Passa Porta Festival : entretien avec Ysaline Parisis

Il y a quelques jours, et à quelques semaines de l’ouverture de la neuvième édition du Passa Porta Festival, Ysaline Parisis, programmatrice pour la partie francophone à Passa Porta – La Maison des Littératures, nous a fait le plaisir de répondre à quelques questions sur ce festival qui, tous les deux ans, fait rayonner le centre de Bruxelles à l’aube du printemps !

Peux-tu nous présenter le festival en trois mots-clés ?

Le premier terme qui me vient, c’est le multilinguisme parce que c’est vraiment une spécificité du Passa Porta Festival. C’est le plus grand événement littéraire et multilingue de ce type. C’est vraiment sur la question du multilinguisme que l’on fait la différence puisqu’on a une centaine d’auteurs qui nous rendent visite sur l’ensemble du festival et qu’il y a une multitude de nationalités et de langues. On aura des rencontres qui se dérouleront en français, en néerlandais, en anglais, mais aussi en allemand, en espagnol, en italien, en russe. C’est véritablement une force. Comme Passa Porta est la réunion de deux ASBL, l’une francophone et l’autre néerlandophone, on a vraiment une vue sur l’ensemble de la production littéraire avec des différences de timing en traduction. Par exemple, il m’arrive de découvrir certains livres d’auteurs que je connais déjà (ou pas) grâce à leur traduction en néerlandais. Ne pas se limiter au français, c’est vraiment quelque chose que l’on a envie de mettre au cœur du festival. Et cela fait évidemment écho à Bruxelles qui est la ville la plus bilingue qui soit. Cette ville constitue donc un splendide écrin pour ce festival.

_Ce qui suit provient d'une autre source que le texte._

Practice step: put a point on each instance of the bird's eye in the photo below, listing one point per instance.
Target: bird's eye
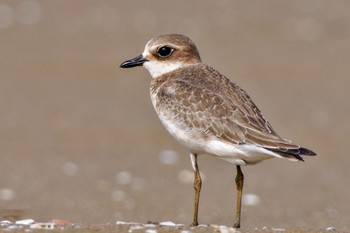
(164, 51)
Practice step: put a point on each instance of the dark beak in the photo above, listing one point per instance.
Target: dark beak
(137, 61)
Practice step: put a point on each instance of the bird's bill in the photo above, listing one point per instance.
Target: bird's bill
(137, 61)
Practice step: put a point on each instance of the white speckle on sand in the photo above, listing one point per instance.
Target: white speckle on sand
(25, 222)
(151, 231)
(250, 199)
(5, 223)
(45, 225)
(167, 223)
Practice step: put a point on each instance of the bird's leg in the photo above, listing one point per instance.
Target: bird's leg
(239, 185)
(197, 184)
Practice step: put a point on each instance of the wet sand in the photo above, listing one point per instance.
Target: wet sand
(80, 141)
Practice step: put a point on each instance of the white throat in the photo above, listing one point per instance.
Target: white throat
(158, 68)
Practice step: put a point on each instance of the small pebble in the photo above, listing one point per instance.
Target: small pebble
(25, 222)
(278, 230)
(167, 223)
(5, 223)
(150, 231)
(331, 229)
(59, 221)
(46, 225)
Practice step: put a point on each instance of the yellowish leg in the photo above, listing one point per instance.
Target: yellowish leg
(197, 184)
(239, 185)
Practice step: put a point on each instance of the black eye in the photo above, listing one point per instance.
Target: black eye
(165, 51)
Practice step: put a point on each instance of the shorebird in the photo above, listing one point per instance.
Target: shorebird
(207, 112)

Le second mot-clé serait la diversité des formats. Parce que durant le festival, il y a bien sûr des rencontres littéraires au sens traditionnel, avec deux chaises et deux verres d’eau, mais il y a également tout une réflexion par rapport au fait de mettre en scène la littérature et de proposer une approche un peu différente, une approche plus créative, plus inventive, qui sorte un peu des sentiers battus. On a donc des propositions de cartes blanches, de concerts littéraires et d’autres projets avec du son et de l’image qui mettent la littérature en scène. Cette réflexion nous permet de toucher des publics plus jeunes.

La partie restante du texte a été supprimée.